A leading epidemiologist has warned that falling sperm counts and changes in sexual development “threaten human survival” and lead to a fertility crisis.
Writing in a new book, Shanna Swan, an environmental and reproductive epidemiologist at the Icahn School of Medicine in Mount Sinai, New York, warns that the impending fertility crisis poses a global threat comparable to that of the climate crisis.
“The current state of reproductive affairs cannot continue much longer without threatening human survival,” he writes in Count Down.
It comes after a study he co-authored in 2017 found that sperm counts in the west had dropped by 59% between 1973 and 2011, making headlines worldwide.
Now, Swan says, after current projections, the average sperm count is projected to reach zero by 2045. “That’s a little worrying, to say the least,” he told Axios.

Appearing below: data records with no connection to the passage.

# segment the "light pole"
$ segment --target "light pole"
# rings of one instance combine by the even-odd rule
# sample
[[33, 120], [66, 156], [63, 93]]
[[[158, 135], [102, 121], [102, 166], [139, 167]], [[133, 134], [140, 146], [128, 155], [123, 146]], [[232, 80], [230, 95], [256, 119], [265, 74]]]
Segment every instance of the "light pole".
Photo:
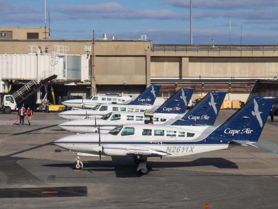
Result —
[[193, 44], [192, 35], [192, 0], [190, 0], [190, 44]]
[[242, 45], [242, 28], [243, 26], [242, 24], [240, 24], [240, 45]]

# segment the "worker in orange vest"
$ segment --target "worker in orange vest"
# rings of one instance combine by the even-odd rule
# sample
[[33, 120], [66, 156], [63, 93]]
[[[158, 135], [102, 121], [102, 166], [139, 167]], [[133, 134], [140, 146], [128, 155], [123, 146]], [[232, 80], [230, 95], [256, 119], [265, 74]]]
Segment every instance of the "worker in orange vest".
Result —
[[28, 107], [27, 110], [26, 111], [26, 114], [28, 117], [28, 122], [29, 123], [29, 125], [30, 125], [31, 122], [31, 118], [33, 118], [33, 111], [32, 110], [30, 109], [30, 107]]
[[[26, 109], [24, 107], [24, 105], [22, 105], [21, 107], [18, 109], [17, 112], [17, 117], [20, 120], [19, 125], [24, 125], [24, 117], [26, 115]], [[22, 121], [22, 123], [21, 123], [21, 121]]]

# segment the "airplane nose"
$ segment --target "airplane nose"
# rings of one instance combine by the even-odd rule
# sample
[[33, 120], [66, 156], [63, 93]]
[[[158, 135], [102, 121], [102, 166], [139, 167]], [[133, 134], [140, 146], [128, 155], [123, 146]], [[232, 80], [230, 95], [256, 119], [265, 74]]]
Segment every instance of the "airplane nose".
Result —
[[67, 137], [67, 136], [63, 137], [62, 138], [59, 139], [57, 139], [57, 140], [56, 140], [56, 141], [54, 141], [52, 143], [54, 144], [57, 145], [59, 144], [66, 140], [66, 138], [68, 138], [68, 137]]

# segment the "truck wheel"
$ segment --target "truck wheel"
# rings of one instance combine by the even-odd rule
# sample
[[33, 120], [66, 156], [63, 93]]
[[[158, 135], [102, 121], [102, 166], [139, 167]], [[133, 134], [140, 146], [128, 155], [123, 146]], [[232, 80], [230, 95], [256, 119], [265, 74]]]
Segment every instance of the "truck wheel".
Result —
[[6, 114], [10, 114], [12, 111], [12, 109], [10, 107], [6, 107], [4, 109], [4, 112]]

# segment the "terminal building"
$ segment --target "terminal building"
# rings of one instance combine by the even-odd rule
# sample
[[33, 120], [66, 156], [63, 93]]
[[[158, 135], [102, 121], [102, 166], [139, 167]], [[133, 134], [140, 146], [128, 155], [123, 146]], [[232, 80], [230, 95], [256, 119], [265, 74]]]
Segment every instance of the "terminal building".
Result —
[[[134, 96], [152, 84], [162, 85], [164, 98], [182, 87], [195, 88], [193, 99], [213, 90], [244, 102], [277, 96], [278, 46], [157, 45], [144, 35], [54, 39], [44, 27], [0, 31], [0, 92], [56, 74], [50, 84], [57, 97]], [[37, 102], [47, 90], [38, 90]]]

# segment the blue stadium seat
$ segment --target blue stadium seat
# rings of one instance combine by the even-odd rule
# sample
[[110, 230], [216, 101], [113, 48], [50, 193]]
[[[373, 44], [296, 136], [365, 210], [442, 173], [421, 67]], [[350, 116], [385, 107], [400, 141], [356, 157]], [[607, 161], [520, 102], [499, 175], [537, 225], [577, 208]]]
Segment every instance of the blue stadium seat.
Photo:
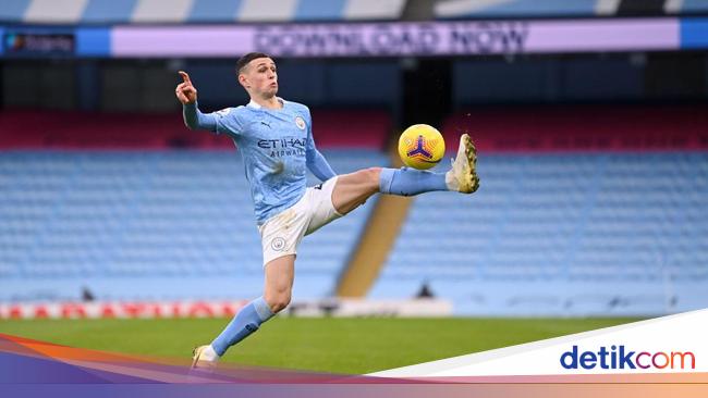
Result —
[[[339, 173], [388, 162], [370, 150], [326, 156]], [[81, 286], [99, 299], [260, 293], [260, 241], [237, 153], [5, 152], [0, 181], [0, 300], [76, 298]], [[370, 208], [305, 238], [300, 298], [333, 290]]]

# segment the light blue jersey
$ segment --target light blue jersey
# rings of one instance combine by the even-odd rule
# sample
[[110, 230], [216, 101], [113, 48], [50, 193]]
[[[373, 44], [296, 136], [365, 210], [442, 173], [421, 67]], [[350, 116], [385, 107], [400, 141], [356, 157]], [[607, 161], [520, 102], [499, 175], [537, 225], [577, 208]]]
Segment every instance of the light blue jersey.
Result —
[[281, 109], [251, 101], [209, 114], [202, 114], [196, 104], [184, 107], [187, 126], [227, 134], [241, 150], [258, 224], [303, 197], [308, 167], [321, 181], [335, 175], [315, 147], [309, 109], [279, 100]]

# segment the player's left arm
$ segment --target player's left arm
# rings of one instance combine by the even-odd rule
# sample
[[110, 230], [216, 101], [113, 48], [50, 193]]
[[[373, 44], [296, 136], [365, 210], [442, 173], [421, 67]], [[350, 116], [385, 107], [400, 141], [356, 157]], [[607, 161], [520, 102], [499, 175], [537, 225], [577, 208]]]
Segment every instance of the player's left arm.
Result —
[[[308, 112], [309, 116], [309, 112]], [[315, 138], [313, 137], [313, 117], [309, 116], [309, 123], [307, 123], [307, 146], [305, 148], [305, 157], [307, 160], [307, 169], [309, 169], [313, 174], [320, 181], [328, 181], [337, 176], [337, 173], [332, 170], [332, 166], [329, 165], [325, 156], [317, 150], [315, 146]]]

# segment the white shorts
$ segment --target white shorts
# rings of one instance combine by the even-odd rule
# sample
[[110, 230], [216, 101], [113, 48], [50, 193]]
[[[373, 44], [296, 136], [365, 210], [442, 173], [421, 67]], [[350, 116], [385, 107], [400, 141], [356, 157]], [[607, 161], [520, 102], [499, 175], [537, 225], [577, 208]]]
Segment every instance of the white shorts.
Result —
[[337, 177], [307, 188], [297, 203], [268, 219], [258, 227], [264, 266], [279, 257], [296, 254], [297, 246], [305, 235], [342, 216], [332, 203], [334, 184]]

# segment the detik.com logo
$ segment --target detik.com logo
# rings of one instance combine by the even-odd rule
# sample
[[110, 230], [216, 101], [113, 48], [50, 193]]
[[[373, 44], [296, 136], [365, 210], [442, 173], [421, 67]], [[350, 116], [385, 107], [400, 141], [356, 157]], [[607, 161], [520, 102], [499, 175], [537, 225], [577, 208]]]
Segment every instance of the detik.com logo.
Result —
[[696, 369], [693, 352], [648, 352], [633, 351], [624, 346], [602, 346], [597, 351], [579, 351], [573, 346], [561, 355], [561, 365], [565, 369]]

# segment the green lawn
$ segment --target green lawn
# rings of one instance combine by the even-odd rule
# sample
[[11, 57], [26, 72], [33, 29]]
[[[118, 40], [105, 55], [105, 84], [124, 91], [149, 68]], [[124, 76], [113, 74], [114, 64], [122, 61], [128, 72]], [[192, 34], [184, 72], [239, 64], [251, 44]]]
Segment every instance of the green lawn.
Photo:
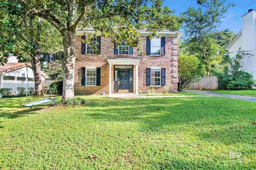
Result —
[[179, 93], [158, 93], [155, 94], [142, 94], [141, 96], [205, 96], [204, 94], [199, 94], [194, 92], [186, 92], [184, 91], [180, 92]]
[[247, 96], [256, 96], [256, 89], [240, 90], [208, 90], [210, 92], [216, 93], [226, 93], [231, 94], [238, 94], [239, 95]]
[[0, 169], [256, 168], [256, 103], [84, 97], [32, 109], [0, 99]]

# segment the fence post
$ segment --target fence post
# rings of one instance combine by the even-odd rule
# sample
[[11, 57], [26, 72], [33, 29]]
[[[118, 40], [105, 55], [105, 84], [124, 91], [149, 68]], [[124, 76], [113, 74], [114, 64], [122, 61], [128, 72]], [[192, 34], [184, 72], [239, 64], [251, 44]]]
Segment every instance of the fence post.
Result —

In the book, Swan and co-author Stacey Colino explore how modern life endangers sperm count, changes male and female reproductive development, and endangers human life.
It points to exposures to lifestyle and chemicals that change and threaten human sexual development and fertility. Such is the severity of the threats they pose, she said, that humans could become an endangered species.
“Of the five possible criteria for endangering a species,” Swan writes, “only one needs to be met; the current state of affairs for humans meets at least three.”
Swan offers advice on how to protect yourself from harmful chemicals and urges people to “do everything possible to safeguard our fertility, the destiny of humanity and the planet.”
Between 1964 and 2018, the global fertility rate fell from 5.06 births per woman to 2.4. Now, about half of the countries in the world have fertility rates below 2.1, the level of replenishment of the population.
While contraception, cultural changes, and the cost of having children are likely to be contributing factors, Swan warns of indicators that suggest there are also biological reasons, such as rising abortion rates, more genital abnormalities among boys and the earlier puberty of girls.
The swan blames “chemicals everywhere,” found in plastics, cosmetics, and pesticides, that affect endocrines like phthalates and bisphenol-A.
“The chemicals in our environment and unhealthy living practices in our modern world are altering our hormonal balance, causing varying degrees of reproductive damage,” he writes.
He also said factors such as smoking, marijuana and growing obesity play an important role.